I am an amazingly happy camper. Now I just have to transcribe it tonight and tomorrow and write the article on Sunday. I also have 3 more interviews to conduct, but they will be over the telephone, so I will type them as I talk to the subjects.

Friday, January 11, 2008

Once a Transcriptionist...

I thought I was finished with transcription.

And really I am, but a "job" of sorts has fallen into my lap and I'm just delighted about it.

I don't know how to explain Tony Kahn. We first encountered Tony Kahn as a panelist on Says You, which we have listened to on the radio religiously for several years.

But then he began popping up all over my life. When I got into vlogging one of the first video blogs that I began to follow was "Drive Time," where a guy and his wife drive people around Boston and interview them in the car. Their first guest was Tony Kahn. I excitedly called Walt in to show him the interview.

Then another Vlogger posted an interview with Kahn. Periodically I would check something on line and...there would be Tony Kahn. I won't attempt to write his bio because it's done rather nicely here. I recently downloaded his fascinating public radio series, "Blacklisted," which tells the story of growing up under the shadow of the infamous black list, since his father, Gordon Kahn, was one of the blacklisted screenwriters. It has given him an interesting background and a unique view of life.

In addition to everything else, Tony Kahn is the producer and director of Morning Stories, a weekly 8-12 minute podcast which is produced by radio station WBGH in Boston and which consists of fascinating little vignettes into people's lives, with people reading their own stories, stories that run the gamut from the funny to the profound. I listen to the program off and on and have a lot of back (unheard) episodes stored on my iPod.

When we had our blackout and I was desperate for entertainment, I plugged in the iPod and started listening to a few of the Morning Stories. The stories are all introduced by Tony Kahn and after the recorded story, there is chitchat between Tony and his "right-hand man," Gary Mott.

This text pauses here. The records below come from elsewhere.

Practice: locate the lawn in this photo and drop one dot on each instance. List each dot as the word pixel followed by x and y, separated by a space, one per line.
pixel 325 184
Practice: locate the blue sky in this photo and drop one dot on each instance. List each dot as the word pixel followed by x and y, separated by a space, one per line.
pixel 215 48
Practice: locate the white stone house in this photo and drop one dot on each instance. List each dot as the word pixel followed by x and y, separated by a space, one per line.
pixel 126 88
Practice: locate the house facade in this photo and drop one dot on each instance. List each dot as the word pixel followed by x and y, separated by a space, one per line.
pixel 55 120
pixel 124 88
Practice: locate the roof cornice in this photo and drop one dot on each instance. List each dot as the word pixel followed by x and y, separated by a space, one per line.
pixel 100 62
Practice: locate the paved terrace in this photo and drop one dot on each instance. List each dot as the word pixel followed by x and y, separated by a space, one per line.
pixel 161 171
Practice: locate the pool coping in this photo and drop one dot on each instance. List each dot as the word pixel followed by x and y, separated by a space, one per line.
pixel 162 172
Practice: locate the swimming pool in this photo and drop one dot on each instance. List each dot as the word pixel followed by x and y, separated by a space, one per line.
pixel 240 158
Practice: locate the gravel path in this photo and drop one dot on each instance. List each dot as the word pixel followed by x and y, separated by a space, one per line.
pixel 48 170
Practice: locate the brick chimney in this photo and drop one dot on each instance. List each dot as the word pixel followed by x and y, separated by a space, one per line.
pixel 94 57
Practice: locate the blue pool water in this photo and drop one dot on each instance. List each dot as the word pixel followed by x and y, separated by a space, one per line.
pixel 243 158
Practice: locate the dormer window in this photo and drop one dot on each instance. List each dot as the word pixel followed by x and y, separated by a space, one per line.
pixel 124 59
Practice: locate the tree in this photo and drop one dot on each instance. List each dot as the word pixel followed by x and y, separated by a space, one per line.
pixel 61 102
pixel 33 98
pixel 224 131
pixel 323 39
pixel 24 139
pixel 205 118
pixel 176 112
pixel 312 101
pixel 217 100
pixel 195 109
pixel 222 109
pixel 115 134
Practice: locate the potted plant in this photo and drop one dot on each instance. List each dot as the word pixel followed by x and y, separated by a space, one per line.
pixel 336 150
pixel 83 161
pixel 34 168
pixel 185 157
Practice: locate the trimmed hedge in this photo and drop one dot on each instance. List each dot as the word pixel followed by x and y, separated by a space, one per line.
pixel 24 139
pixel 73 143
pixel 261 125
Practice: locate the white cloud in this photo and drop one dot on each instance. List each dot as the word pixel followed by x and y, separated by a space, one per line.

Following the particular episode that I had just listened to, Tony read an e-mail he had received from a Vietnamese man who said he was enjoying listening to Morning Stories and that he was using them to help improve his English. He then asked if there was an available transcript for the stories.

After reading the e-mail, Kahn laughed and said that the entire "crew" of Morning Stories was himself and Mott and then he tossed out the offer that if anybody was interested in helping to transcribe the stories, to let him know.

I didn't know how old the program was, but my ears perked up. How much fun it would be to transcribe something like this instead of psychiatric chart notes!

We still didn't have power at the time, so I waited until we got our power back on again and immediately dashed off a note to Morning Stories offering to help transcribe. I was disappointed that I didn't get a response by return mail, but figured that they had found someone to do it.

Then this morning, when checking Flickr, I checked the Morning Stories page, where there are miscellaneous photos of people who have submitted stories, pictures of Tony Kahn and Gary Mott, and the newest photo, of a woman named Liz Cooksey who is identified as "spear-heading the Morning Stories transcription project."

My immediate reaction was disappointment that someone had beat me to the punch, but then I read the next line, which said, "Find out more by dropping Liz a line at transcripts_liz@bellsouth.net." So, just for ducks, I dropped her a line and received a reply almost instantly. She already had other people on the project, had set up a style sheet, and would love to have me help out. (There are three years worth of shows to transcribe.)

When the programs are transcribed, they go to Kahn to correct and to Mott to put into HTML format and post on the web.

I've did my first two stories this afternoon and am loving doing the transcription. I think this is going to be a fun project!